There is a line of "Cotons" that are of European descent, not from Madagascar, and those have recently gone with AKC. These have entered the show world, and will soon be coming from puppy mills, no doubt. If anyone wants a proper education in the Coton de Tulear, please see the CTCA website, www.cotonclub.org. CTCA was started by Dr. Robert Jay Russell, who first brought the Coton over from Madagascar in the early 1970s. My neighbors had one of the first of these Cotons in the U.S.

I would have gotten a true Coton de Tulear, but they are twice a expensive as a Havanese, and as long as you are careful with your Havanese breeder I don't see the real advantage unless you just want a Coton. But they are great dogs.


----------



## jenisny (Aug 26, 2010)

Mojo's Mom said:


> There are Cotons and Cotons. The real Coton de Tulear, from Madagascar, is a rare breed, not part of AKC, fabulous dogs with light, cottony hair and superficially very similar to the Havanese. They are both part of the bichon family.
> 
> There is a line of "Cotons" that are of European descent, not from Madagascar, and those have recently gone with AKC. These have entered the show world, and will soon be coming from puppy mills, no doubt. If anyone wants a proper education in the Coton de Tulear, please see the CTCA website, www.cotonclub.org. CTCA was started by Dr. Robert Jay Russell, who first brought the Coton over from Madagascar in the early 1970s. My neighbors had one of the first of these Cotons in the U.S.
> 
> I would have gotten a true Coton de Tulear, but they are twice a expensive as a Havanese, and as long as you are careful with your Havanese breeder I don't see the real advantage unless you just want a Coton. But they are great dogs.

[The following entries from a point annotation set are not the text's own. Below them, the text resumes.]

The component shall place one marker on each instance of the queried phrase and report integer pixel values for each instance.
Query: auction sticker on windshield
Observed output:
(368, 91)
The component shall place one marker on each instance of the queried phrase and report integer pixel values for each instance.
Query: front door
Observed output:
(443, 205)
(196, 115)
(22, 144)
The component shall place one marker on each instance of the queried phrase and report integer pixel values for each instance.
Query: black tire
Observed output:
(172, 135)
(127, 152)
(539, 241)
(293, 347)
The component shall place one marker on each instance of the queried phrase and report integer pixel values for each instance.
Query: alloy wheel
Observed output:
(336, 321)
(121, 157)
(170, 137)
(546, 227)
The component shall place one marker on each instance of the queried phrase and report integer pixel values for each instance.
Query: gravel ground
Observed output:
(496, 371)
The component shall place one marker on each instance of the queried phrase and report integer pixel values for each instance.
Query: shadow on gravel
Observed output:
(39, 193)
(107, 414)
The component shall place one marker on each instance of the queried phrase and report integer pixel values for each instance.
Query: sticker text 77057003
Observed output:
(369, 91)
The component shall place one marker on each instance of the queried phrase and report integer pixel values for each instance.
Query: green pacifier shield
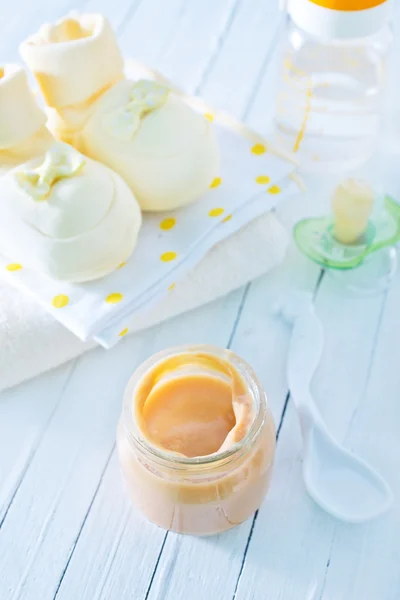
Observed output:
(314, 237)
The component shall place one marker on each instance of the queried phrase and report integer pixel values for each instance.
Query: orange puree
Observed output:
(191, 415)
(196, 440)
(194, 406)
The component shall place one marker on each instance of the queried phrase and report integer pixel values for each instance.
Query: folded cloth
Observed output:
(228, 250)
(32, 341)
(251, 182)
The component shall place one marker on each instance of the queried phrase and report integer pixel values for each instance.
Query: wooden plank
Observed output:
(133, 541)
(364, 560)
(210, 568)
(25, 413)
(299, 533)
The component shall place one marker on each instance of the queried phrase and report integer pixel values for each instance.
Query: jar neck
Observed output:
(159, 458)
(319, 20)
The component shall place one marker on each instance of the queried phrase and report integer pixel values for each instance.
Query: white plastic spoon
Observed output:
(342, 484)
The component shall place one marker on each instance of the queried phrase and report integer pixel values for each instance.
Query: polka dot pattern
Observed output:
(170, 243)
(167, 224)
(14, 267)
(274, 189)
(216, 182)
(258, 149)
(216, 212)
(60, 301)
(114, 298)
(168, 256)
(263, 179)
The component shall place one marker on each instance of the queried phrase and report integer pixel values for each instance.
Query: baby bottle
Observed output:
(332, 81)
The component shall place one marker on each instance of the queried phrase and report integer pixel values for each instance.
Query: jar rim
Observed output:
(174, 461)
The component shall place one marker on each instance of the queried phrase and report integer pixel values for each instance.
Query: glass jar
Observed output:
(331, 90)
(202, 495)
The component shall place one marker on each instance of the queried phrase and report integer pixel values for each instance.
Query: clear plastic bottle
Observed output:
(332, 81)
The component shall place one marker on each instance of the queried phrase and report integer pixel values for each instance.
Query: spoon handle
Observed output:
(305, 352)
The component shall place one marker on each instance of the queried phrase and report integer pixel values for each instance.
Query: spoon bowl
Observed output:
(342, 484)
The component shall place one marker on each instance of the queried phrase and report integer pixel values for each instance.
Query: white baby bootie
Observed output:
(67, 216)
(165, 151)
(23, 132)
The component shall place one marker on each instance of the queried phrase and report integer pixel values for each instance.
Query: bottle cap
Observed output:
(340, 19)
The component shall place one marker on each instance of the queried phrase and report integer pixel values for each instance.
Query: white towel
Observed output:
(32, 341)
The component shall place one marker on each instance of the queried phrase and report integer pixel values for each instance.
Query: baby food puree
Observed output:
(196, 440)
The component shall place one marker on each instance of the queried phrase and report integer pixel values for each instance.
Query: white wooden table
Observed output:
(68, 530)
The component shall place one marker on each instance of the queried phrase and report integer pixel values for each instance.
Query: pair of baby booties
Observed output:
(71, 194)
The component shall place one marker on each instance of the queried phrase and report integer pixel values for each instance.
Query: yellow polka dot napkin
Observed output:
(251, 182)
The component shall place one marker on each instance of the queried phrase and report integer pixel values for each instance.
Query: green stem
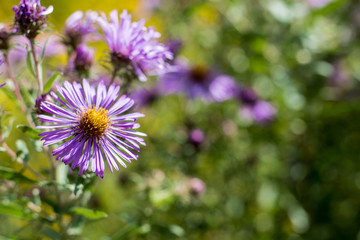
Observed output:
(37, 67)
(113, 76)
(59, 216)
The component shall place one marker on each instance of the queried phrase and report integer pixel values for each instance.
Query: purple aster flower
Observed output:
(198, 82)
(254, 108)
(93, 125)
(5, 35)
(84, 58)
(1, 63)
(30, 17)
(133, 46)
(79, 26)
(196, 138)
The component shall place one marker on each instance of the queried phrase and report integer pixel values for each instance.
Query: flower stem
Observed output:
(113, 76)
(37, 66)
(59, 216)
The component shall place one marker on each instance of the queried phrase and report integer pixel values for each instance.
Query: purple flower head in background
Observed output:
(254, 108)
(198, 82)
(30, 17)
(134, 46)
(79, 26)
(93, 125)
(174, 46)
(1, 63)
(84, 58)
(5, 35)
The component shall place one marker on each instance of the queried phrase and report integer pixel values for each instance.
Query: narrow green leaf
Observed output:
(26, 94)
(22, 150)
(8, 128)
(29, 62)
(30, 132)
(15, 210)
(10, 174)
(44, 49)
(89, 213)
(50, 82)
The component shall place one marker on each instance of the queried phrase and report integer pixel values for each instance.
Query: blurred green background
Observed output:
(296, 178)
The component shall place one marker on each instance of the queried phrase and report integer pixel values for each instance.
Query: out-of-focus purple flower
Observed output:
(134, 46)
(30, 17)
(93, 125)
(5, 35)
(198, 82)
(254, 108)
(318, 3)
(1, 63)
(196, 137)
(197, 186)
(84, 58)
(79, 26)
(174, 46)
(145, 96)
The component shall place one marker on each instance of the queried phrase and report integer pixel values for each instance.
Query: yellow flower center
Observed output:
(94, 122)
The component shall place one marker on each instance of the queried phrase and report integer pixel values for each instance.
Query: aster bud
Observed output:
(30, 17)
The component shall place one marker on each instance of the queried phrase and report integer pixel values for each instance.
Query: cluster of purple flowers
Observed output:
(133, 45)
(90, 122)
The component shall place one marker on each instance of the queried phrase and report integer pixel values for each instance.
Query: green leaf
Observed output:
(10, 174)
(30, 132)
(50, 82)
(8, 128)
(44, 49)
(29, 62)
(15, 210)
(26, 94)
(89, 213)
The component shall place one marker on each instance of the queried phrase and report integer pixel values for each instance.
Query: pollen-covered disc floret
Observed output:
(94, 122)
(93, 126)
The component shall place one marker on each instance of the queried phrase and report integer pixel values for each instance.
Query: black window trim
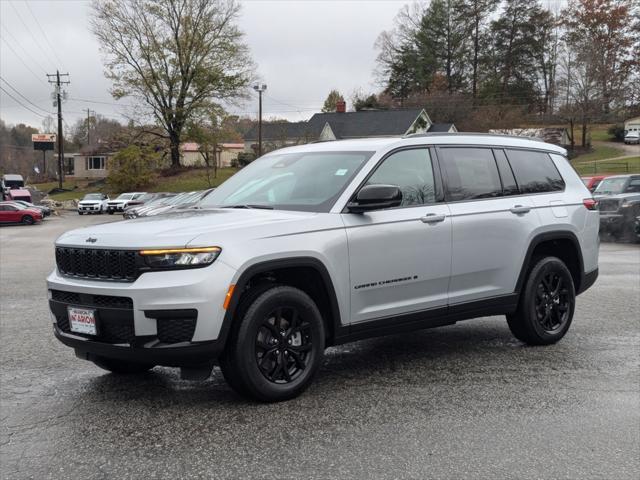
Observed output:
(446, 180)
(564, 182)
(435, 167)
(437, 147)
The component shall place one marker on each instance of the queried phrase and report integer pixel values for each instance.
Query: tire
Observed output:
(276, 346)
(121, 367)
(547, 303)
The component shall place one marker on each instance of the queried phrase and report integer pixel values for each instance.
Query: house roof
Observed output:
(366, 123)
(282, 130)
(548, 134)
(440, 127)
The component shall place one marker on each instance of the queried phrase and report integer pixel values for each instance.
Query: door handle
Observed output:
(432, 218)
(520, 209)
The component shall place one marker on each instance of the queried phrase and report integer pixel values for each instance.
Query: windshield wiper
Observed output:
(247, 205)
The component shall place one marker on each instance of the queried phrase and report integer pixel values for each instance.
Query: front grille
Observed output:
(176, 330)
(89, 300)
(608, 205)
(114, 315)
(119, 265)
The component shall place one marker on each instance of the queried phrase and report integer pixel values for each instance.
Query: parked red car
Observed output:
(11, 212)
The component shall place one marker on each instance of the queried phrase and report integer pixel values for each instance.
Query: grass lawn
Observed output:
(627, 165)
(192, 179)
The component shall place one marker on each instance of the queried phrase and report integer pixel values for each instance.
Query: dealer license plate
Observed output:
(82, 320)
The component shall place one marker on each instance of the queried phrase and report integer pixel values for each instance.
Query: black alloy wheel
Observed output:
(552, 302)
(283, 344)
(276, 345)
(546, 304)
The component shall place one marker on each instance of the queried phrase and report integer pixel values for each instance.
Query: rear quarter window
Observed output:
(535, 172)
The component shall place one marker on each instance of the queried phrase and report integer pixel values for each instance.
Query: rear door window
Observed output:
(535, 172)
(471, 173)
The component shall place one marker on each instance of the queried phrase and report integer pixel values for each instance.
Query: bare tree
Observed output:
(177, 57)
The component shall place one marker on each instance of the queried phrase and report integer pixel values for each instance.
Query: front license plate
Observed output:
(82, 320)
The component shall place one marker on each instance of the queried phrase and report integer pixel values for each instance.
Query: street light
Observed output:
(260, 87)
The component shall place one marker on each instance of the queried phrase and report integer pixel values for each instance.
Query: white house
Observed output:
(632, 125)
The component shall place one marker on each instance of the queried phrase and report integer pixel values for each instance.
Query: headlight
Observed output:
(180, 257)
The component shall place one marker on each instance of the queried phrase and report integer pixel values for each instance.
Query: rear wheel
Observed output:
(277, 346)
(120, 366)
(547, 303)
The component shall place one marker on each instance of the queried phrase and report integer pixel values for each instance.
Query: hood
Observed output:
(177, 229)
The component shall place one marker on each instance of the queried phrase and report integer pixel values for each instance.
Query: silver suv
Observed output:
(327, 243)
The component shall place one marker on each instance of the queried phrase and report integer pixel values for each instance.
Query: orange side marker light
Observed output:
(227, 298)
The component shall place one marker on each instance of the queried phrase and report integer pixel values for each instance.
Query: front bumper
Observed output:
(182, 355)
(152, 295)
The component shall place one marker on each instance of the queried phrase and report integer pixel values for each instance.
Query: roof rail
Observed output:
(471, 134)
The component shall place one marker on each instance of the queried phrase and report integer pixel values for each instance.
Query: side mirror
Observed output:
(375, 197)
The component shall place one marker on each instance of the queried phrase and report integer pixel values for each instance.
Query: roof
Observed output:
(440, 127)
(384, 143)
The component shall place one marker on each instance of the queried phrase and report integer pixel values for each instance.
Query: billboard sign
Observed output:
(43, 141)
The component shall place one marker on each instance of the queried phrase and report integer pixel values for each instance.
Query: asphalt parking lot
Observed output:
(465, 401)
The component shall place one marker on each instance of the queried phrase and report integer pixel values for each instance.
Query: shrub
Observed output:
(132, 169)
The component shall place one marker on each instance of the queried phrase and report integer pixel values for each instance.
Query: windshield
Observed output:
(309, 181)
(612, 185)
(93, 196)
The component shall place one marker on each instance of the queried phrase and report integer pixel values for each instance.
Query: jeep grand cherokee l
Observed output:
(327, 243)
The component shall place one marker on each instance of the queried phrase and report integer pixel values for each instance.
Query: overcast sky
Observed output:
(302, 48)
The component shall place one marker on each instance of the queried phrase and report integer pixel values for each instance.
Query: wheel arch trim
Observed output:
(274, 264)
(548, 237)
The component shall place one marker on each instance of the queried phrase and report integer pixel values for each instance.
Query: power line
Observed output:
(33, 37)
(21, 60)
(20, 103)
(44, 34)
(22, 96)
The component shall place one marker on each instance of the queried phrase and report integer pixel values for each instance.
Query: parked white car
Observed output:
(93, 203)
(120, 203)
(327, 243)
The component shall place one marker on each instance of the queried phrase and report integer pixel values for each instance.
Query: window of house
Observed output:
(535, 172)
(95, 163)
(471, 173)
(411, 171)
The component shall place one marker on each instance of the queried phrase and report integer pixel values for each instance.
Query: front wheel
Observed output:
(277, 347)
(120, 366)
(546, 305)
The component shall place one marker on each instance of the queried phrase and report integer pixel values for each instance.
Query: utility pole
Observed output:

I love the Havanese already. They are expensive enough for us, but so far, we love this dog. I can't wait to take him home. I have a sneaky suspicion that we might become hooked and get another one in a few years. We will see.


----------



## galaxie (Dec 1, 2009)

^ "In a few years"? hehe I will be shocked if anyone can resist for that long! For most of us it's a few months


----------



## jenisny (Aug 26, 2010)

galaxie said:


> ^ "In a few years"? hehe I will be shocked if anyone can resist for that long! For most of us it's a few months


Well, it will take at least a year to get this puppy settled in with all the kinks worked out. I have two small boys to keep me busy too, so one is enough for now! Plus my breeder would not let me get a new one until this one is older. She knows what is on my plate.


----------



## Sissygirl (Aug 8, 2007)

Very sweet pictures!


----------